Publisher’s Weekly wrote about Murder on the Rails, “Retired California police detective Palmini's account of the career murderer Robert Silveria Jr., dubbed the Boxcar Serial Killer, is long on splatter and short on insight. Palmini himself is like a figure from a David Lynch movie—a veteran cop who received a government grant to "do Elvis impersonations to promote traffic safety among California teens and their families" through a group called Elvis and the Lawmen. After a Vietnam vet is brutally slaughtered in a transient camp near Albany, Calif., Palmini's investigation leads him to the vicious underworld community of the Freight Train Riders of America, a little-known national criminal association. His unofficial network of law enforcement contacts probing similar unsolved killings leads him to Silveria, a drug-addicted drifter whose body count may have reached triple digits and who eventually confesses to the Albany murder. Unfortunately, the narrative is less than compelling and helps demonstrate by contrast the skill of writers such as Ann Rule, who more successfully evoke both the lives that have been taken and the inner demons motivating America's long parade of serial killers.”

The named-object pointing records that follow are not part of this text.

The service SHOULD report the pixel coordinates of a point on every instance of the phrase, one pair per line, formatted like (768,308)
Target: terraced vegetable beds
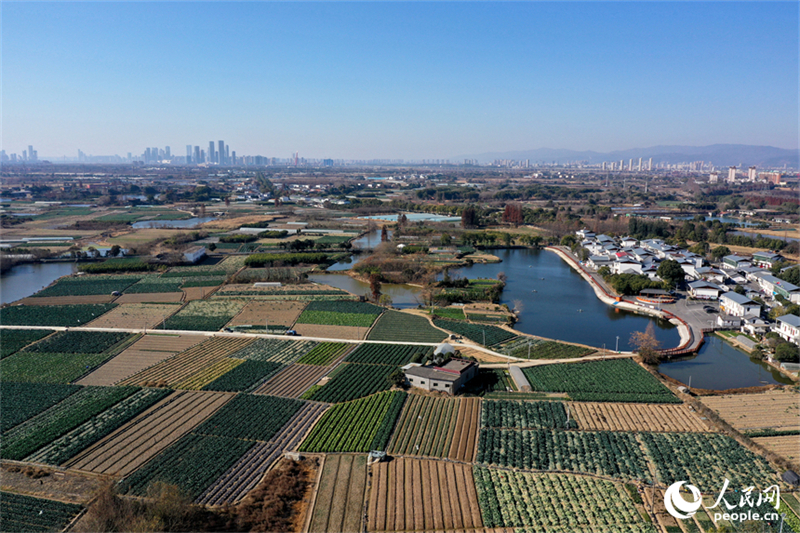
(354,381)
(357,426)
(234,484)
(37,432)
(387,354)
(603,453)
(426,427)
(486,335)
(617,380)
(13,340)
(555,502)
(416,495)
(94,429)
(22,401)
(405,327)
(26,513)
(52,315)
(705,459)
(250,417)
(135,443)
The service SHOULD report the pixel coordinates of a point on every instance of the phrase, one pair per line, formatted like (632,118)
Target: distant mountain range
(717,154)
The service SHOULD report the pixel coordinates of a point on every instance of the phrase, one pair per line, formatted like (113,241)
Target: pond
(720,366)
(26,279)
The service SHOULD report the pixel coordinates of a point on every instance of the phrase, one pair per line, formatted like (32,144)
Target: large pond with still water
(720,366)
(23,280)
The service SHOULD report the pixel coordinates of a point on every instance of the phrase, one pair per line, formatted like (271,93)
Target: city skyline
(397,81)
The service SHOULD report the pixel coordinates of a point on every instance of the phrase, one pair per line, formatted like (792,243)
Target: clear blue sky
(396,80)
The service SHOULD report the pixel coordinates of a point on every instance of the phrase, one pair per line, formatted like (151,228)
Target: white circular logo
(673,500)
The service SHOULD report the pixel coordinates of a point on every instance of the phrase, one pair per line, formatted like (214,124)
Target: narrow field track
(138,441)
(243,476)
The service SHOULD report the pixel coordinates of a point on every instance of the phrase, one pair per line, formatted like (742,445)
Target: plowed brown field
(135,443)
(636,417)
(144,353)
(416,495)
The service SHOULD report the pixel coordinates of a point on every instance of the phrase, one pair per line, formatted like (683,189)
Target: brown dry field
(293,381)
(340,497)
(777,409)
(72,487)
(144,353)
(331,332)
(417,495)
(463,446)
(787,446)
(150,297)
(636,417)
(135,443)
(68,300)
(282,313)
(134,316)
(187,363)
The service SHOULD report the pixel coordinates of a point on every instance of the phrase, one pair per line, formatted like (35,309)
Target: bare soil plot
(416,495)
(150,297)
(243,476)
(135,443)
(144,353)
(776,409)
(787,446)
(340,497)
(465,436)
(259,312)
(186,364)
(636,417)
(68,300)
(331,332)
(135,316)
(293,381)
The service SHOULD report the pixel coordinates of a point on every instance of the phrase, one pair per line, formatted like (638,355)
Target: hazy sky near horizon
(396,80)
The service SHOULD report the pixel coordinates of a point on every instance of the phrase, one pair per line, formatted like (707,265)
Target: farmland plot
(416,495)
(142,438)
(243,476)
(144,353)
(426,427)
(189,363)
(603,452)
(340,496)
(775,409)
(145,316)
(636,417)
(555,502)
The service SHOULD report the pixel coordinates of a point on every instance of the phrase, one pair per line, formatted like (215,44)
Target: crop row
(44,428)
(244,376)
(525,415)
(26,513)
(404,327)
(609,377)
(357,426)
(79,342)
(354,381)
(599,452)
(192,463)
(557,502)
(13,340)
(52,315)
(486,335)
(705,459)
(80,438)
(387,354)
(324,353)
(22,401)
(251,417)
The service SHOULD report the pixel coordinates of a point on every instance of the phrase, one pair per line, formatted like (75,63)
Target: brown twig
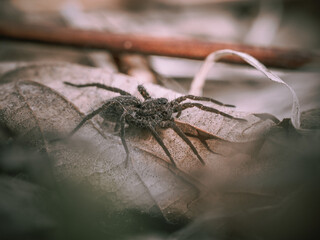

According to the book description of A Rookie Cop vs. The West Coast Mafia: Breaking Up The "Best in the West" Gang, "In this gripping, true crime exposé, Bill Palmini, a rookie detective, hopes to take down the West Coast Mafia by gaining the confidence of notorious mob operative William Ettleman. Set against a backdrop of social turmoil, the book immerses readers in free love, drugs, robbery and murder, orchestrated by organized crime in locations like Sausalito, California. The Trident Restaurant, once a drug Mecca for Hollywood, the music industry and the New York hip, was co-owned by the Kingston Trio and their manager, Frank Werber, a self-proclaimed drug priest. Robin Williams worked as a busboy there and Janis Joplin had her own table. Sally Stanford, the former San Francisco Madam who later became Sausalitos mayor, was a confidant of the infamous. Ettleman's safecracking gang targets the Trident. Mobsters like Frank The Bomp Bompensiero, on whom Sopranos character Big Pussy is thought to have been based, become involved. Palmini, utilizing Ettleman, joins the FBI and the Federal Strike Force on Organized Crime to penetrate the crime scene in Sausalito, loaded dice in Las Vegas and Reno, corruption in San Diego and stolen credit cards in Texas. Then he begins to break up one of the most notorious gangs on the West Coast."